Since the decision tree is a binary tree, its height is at least $\lg N$ where $N$ is the number of nodes (which is not necessarily the same as e.g. the length of the input sequence). Therefore, the lower bound on any comparison-based algorithm modeled by this decision tree is $\Omega(\lg N)$.
But what is $N$?
For searching, $N$ is $O(n)$ where $n$ is the number of elements in the search space (size of the collection).
Why?
For lower bound analysis, we consider what is the most number of nodes we can pack in a binary tree of the minimum height. This is the case in a perfect binary tree. Recall: in such a binary tree with $m$ nodes, there are $\left \lceil m/2 \right \rceil$ leaves and $\left \lfloor m/2 \right \rfloor$ non-leaf nodes (internal nodes and a root).

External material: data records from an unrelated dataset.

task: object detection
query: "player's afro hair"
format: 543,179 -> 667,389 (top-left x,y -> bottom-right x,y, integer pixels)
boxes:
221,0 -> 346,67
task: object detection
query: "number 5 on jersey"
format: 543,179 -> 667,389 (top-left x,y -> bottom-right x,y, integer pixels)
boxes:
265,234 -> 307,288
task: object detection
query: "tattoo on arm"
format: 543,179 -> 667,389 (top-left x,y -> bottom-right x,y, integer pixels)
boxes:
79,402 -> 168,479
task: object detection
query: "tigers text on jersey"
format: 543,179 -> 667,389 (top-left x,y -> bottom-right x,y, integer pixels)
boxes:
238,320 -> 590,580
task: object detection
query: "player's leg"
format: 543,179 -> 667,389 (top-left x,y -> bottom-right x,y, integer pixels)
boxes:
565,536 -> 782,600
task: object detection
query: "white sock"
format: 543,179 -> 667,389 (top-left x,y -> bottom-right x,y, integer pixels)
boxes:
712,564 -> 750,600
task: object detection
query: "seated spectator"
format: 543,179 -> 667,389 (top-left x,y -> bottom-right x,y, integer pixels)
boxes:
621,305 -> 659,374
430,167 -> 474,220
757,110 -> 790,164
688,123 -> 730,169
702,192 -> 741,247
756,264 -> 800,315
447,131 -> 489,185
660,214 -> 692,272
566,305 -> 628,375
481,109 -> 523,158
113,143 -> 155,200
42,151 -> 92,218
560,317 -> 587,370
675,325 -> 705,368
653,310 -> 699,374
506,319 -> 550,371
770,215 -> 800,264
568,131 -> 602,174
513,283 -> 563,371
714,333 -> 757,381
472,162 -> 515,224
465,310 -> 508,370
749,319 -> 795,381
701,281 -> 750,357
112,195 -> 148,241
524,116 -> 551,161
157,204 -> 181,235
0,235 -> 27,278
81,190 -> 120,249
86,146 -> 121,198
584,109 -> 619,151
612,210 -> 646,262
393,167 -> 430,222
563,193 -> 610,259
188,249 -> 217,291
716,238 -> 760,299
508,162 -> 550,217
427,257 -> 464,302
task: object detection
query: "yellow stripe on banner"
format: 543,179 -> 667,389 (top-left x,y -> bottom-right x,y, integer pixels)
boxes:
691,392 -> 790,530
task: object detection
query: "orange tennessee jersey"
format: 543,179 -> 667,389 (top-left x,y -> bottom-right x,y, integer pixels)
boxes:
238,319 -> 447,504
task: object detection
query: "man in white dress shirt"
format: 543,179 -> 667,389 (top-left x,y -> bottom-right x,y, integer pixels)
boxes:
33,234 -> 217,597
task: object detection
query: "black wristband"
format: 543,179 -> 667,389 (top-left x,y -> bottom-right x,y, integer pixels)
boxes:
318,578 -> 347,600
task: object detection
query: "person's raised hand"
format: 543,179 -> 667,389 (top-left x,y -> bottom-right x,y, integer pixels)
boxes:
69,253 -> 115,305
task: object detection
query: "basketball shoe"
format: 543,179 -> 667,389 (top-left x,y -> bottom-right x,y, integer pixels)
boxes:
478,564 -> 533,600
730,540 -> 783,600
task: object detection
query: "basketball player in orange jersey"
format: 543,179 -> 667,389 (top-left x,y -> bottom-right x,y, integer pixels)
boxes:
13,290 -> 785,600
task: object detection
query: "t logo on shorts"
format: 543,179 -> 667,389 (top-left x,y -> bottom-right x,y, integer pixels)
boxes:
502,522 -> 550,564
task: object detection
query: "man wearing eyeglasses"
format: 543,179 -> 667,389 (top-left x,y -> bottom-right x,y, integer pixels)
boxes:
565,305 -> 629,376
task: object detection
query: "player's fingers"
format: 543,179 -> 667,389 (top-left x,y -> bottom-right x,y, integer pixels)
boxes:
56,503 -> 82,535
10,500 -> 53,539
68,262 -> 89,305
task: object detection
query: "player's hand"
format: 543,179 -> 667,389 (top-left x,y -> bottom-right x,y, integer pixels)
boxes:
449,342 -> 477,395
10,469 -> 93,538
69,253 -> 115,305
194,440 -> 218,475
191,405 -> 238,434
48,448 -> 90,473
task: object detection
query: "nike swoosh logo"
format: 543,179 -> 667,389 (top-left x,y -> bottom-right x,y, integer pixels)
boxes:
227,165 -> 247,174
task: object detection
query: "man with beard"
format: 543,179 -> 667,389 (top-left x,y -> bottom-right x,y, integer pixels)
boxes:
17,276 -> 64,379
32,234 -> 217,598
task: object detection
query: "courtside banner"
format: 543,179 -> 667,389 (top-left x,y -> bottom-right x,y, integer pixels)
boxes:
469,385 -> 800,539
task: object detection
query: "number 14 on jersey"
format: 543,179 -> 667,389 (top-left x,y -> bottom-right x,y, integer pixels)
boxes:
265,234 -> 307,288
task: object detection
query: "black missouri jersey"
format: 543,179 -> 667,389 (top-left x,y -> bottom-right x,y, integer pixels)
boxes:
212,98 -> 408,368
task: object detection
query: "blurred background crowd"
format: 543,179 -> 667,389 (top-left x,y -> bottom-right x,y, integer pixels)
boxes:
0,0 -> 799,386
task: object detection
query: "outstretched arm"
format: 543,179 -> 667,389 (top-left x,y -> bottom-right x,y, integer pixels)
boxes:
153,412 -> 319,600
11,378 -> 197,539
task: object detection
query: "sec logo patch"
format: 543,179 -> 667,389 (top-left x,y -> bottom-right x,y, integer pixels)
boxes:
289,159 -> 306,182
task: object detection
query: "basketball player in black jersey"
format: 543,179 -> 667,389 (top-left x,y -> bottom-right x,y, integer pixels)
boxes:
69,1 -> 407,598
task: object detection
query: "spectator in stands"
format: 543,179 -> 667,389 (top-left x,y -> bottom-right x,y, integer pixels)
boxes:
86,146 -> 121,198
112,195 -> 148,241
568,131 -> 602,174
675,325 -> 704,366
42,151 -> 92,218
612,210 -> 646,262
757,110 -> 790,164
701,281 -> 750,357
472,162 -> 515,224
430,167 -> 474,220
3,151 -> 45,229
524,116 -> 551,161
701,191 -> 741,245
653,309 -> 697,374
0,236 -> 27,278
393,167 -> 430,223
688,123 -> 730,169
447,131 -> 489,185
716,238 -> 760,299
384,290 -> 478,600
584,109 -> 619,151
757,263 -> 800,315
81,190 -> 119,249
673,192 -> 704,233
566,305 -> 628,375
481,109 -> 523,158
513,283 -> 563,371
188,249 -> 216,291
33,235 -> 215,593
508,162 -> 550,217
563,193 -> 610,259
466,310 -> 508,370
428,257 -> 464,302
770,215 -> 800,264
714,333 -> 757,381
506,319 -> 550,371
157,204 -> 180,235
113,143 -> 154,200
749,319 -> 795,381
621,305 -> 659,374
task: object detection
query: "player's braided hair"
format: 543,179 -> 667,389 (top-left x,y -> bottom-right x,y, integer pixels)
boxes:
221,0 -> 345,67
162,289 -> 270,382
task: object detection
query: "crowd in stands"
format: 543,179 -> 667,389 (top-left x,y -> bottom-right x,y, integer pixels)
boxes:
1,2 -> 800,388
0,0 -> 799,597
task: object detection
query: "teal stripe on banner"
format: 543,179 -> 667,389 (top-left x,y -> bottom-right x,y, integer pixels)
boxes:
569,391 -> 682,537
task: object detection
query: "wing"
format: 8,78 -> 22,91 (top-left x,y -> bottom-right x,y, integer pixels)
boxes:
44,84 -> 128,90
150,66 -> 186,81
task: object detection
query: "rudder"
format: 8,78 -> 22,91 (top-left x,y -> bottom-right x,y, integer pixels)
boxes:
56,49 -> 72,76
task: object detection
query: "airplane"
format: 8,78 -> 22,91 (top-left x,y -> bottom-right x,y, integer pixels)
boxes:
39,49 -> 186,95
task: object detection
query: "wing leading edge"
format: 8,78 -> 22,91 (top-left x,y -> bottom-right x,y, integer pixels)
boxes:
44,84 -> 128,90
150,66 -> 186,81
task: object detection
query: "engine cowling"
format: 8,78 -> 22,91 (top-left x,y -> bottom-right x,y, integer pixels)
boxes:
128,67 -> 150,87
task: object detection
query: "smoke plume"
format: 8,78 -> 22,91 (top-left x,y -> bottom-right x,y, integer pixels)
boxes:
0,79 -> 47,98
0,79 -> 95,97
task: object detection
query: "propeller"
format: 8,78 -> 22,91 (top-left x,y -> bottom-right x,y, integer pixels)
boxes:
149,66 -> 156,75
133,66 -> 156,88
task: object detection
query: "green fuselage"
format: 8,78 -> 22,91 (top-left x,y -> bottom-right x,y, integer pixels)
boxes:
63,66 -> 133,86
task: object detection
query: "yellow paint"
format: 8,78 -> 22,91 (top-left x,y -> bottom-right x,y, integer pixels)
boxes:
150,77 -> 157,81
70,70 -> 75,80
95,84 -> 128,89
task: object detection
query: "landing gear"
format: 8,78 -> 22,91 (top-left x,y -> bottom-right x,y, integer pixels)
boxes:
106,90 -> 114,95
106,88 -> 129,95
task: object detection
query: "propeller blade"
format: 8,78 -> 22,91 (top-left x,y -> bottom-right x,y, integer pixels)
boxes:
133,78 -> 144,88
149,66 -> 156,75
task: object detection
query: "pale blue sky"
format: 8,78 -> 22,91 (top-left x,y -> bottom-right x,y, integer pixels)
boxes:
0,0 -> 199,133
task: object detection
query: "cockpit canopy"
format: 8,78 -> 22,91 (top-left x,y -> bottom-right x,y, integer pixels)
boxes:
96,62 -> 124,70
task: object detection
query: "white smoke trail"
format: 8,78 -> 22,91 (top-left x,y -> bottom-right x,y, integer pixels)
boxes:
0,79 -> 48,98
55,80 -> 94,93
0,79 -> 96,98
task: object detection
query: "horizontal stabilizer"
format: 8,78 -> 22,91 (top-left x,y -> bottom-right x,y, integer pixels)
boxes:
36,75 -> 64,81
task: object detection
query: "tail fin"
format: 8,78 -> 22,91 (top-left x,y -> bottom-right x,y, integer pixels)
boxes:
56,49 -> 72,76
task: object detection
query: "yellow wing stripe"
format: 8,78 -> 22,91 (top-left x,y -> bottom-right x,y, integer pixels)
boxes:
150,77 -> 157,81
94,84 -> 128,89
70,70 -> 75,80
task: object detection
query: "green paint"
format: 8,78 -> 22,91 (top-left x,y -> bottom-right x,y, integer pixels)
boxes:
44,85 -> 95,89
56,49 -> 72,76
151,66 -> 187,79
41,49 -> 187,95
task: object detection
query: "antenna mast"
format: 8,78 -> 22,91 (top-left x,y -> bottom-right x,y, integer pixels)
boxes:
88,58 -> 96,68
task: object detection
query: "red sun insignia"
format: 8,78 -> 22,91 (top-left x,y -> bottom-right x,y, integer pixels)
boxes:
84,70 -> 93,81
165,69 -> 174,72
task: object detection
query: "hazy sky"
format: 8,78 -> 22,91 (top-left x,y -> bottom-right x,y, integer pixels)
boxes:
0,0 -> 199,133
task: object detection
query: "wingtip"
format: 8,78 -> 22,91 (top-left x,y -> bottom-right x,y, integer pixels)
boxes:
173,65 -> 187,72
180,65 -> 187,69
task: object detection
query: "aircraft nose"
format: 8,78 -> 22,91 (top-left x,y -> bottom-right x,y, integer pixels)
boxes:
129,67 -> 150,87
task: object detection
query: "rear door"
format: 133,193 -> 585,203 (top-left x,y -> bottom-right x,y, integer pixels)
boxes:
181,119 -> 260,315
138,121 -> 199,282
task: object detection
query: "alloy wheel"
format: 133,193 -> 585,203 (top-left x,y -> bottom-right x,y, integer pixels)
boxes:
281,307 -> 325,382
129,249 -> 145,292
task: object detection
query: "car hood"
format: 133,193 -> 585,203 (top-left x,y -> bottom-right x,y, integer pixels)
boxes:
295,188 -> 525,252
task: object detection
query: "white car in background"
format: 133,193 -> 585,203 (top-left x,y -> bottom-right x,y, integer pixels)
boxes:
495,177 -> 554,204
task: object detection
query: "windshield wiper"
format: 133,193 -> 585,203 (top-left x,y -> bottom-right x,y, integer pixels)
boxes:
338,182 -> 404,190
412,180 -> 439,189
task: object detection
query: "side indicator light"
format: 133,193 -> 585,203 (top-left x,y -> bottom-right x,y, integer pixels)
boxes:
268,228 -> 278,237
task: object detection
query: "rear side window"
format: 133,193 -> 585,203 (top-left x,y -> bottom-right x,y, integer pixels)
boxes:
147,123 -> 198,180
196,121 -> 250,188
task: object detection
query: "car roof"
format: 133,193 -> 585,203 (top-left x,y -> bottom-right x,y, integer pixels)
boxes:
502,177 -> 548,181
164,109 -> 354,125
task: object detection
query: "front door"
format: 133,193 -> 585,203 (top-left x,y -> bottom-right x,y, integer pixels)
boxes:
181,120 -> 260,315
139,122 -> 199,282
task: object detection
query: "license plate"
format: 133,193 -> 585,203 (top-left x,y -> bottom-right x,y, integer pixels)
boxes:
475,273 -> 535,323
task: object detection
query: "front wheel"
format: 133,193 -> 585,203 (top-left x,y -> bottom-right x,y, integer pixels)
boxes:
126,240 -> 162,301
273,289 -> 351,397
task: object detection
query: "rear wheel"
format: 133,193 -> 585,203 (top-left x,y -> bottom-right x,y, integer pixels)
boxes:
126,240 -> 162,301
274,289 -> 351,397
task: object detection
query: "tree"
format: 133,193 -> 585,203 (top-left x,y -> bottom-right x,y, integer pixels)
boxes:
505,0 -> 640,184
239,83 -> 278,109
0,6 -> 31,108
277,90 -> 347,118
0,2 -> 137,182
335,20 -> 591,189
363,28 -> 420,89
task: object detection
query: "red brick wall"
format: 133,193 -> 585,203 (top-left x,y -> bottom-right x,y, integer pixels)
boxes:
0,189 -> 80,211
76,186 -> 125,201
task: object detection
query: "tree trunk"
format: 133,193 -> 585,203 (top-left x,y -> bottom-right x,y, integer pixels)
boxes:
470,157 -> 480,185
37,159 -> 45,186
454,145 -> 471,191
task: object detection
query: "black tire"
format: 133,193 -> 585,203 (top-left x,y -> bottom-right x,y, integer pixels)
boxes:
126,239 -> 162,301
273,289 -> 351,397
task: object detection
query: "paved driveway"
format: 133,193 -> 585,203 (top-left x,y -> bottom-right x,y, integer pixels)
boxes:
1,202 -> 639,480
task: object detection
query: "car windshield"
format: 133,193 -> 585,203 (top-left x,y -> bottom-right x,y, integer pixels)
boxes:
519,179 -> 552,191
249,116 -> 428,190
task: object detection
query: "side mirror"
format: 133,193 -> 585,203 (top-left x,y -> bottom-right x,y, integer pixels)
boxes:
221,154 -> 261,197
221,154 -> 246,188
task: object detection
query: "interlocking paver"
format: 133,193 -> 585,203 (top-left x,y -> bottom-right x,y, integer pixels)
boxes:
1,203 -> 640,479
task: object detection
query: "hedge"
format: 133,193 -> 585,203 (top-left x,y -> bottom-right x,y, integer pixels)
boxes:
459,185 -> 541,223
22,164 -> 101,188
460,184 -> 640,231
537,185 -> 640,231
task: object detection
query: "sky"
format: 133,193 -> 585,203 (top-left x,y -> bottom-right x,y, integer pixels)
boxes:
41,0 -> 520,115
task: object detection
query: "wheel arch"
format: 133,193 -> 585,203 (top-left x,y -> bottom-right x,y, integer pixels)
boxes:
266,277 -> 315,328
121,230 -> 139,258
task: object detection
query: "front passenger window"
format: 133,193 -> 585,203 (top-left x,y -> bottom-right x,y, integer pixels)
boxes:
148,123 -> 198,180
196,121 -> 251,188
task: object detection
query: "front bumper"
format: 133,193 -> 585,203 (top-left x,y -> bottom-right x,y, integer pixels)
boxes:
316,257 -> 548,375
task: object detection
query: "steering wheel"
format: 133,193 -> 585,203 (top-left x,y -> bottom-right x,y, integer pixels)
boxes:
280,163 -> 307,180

In the decision tree corresponding to comparison-based searching algorithm, the number of leaves is greater or equal to the number of possible answers which is greater or equal to $n$, the number of elements.
To check this claim, see the previous exercise, the number of possible outcome is $4$, one per $a_i$ plus
null
.
So, if there are at least $n$ leaves, there are at least $2n$ nodes. The height of the tree therefore is at least $\lg (2n)$.
Therefore, the lower bound on any comparison-based searching algorithm is $\Omega(\lg n)$ where $n$ is the size of the search space. In other words, binary search is optimal!